При свете занимающегося дня он рассмотрел нас, с удивлением увидев, что мы — два маленьких десятилетних гимназиста.
— А еще гамназисты! — с укоризной сказал он. — Чему вас там, в вашей гамназии, учат только!
— Дяденька, — сказал Юрка, — мы хотели, чтобы вы нас взяли с собой на вашем дубке до Одессы. Там нас ждут родители и очень беспокоятся, а у нас нет денег на проезд на пароходе.
— Возьмите нас, дяденька, — сказал я гнусно-подхалимским голосом.
— Я бы вас, конечно, взял, — сказал хозяин дубка, подумав, — отчего не взять? Да мой дубок снимается сейчас не в Одессу, а до Голой Пристани за кавунами, а уже оттуда — если даст бог ветер — зайдем в Одессу, да и то не наверняка.
Он осмотрел нас доброжелательно маленьких, мокрых от росы, дрожащих, и сказал:
— Чего ж вы, гамназисты, мерзнете тут под брезентом. Просю вас до меня в каюту, там будет теплее.

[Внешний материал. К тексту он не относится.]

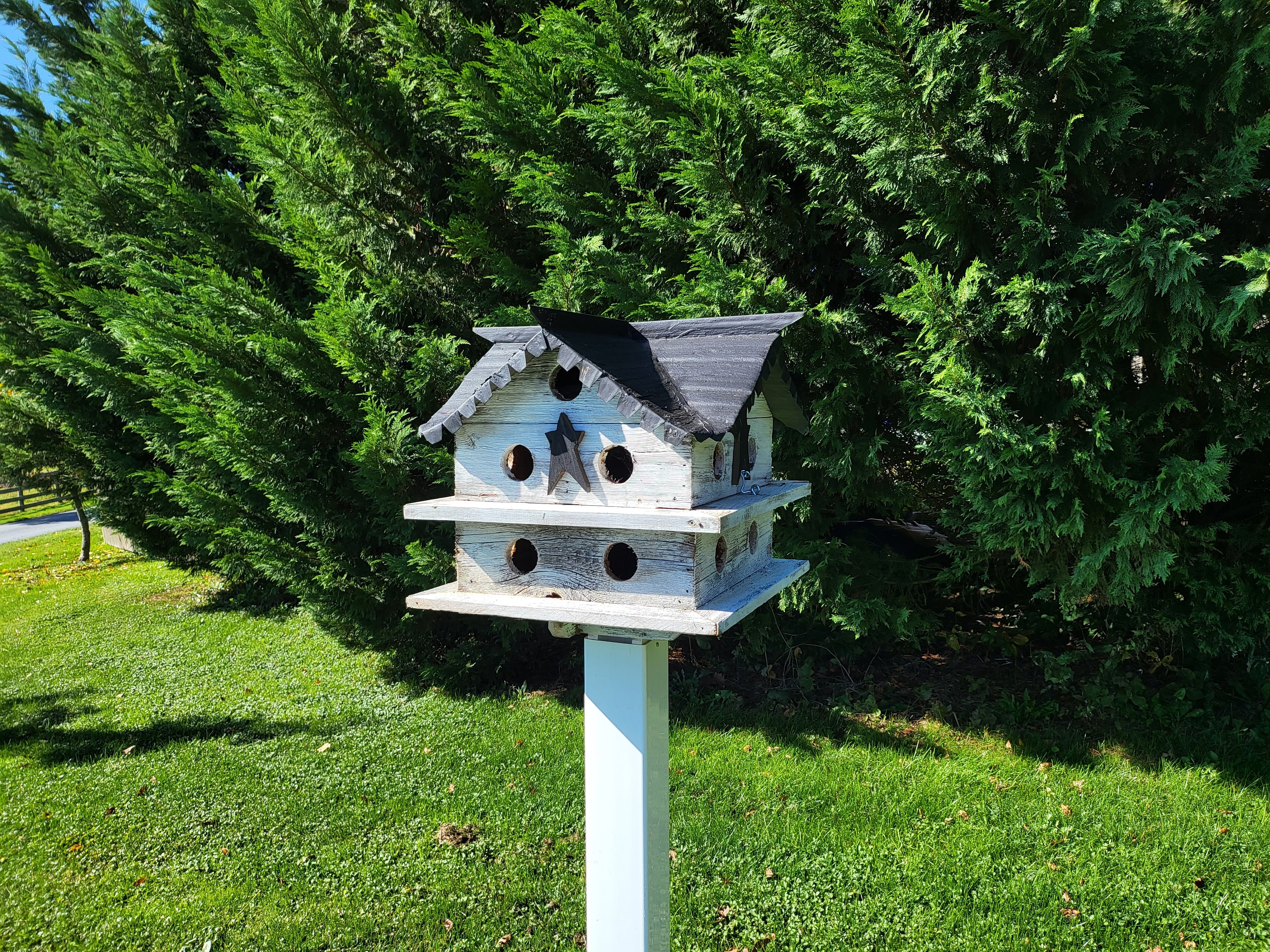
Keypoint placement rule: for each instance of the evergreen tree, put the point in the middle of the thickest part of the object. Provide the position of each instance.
(1035, 237)
(244, 258)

Мы пошли следом за стариком и очутились в маленькой, совсем крошечной каютке, сплошь обклеенной изнутри, как солдатский сундук, разными картинками, кусками обоев, старыми стенными календарями, газетами и дамскими выкройками из «Нивы». В углу над деревянной койкой, застланной лоскутным одеялом, с зеленым сундучком в головах виднелся большой темный образ святого Николая Мирликийского, покровителя моряков, — с седой бородой, коричневой лысиной и строгими глазами. Перед иконой горела маленькая синяя лампадка.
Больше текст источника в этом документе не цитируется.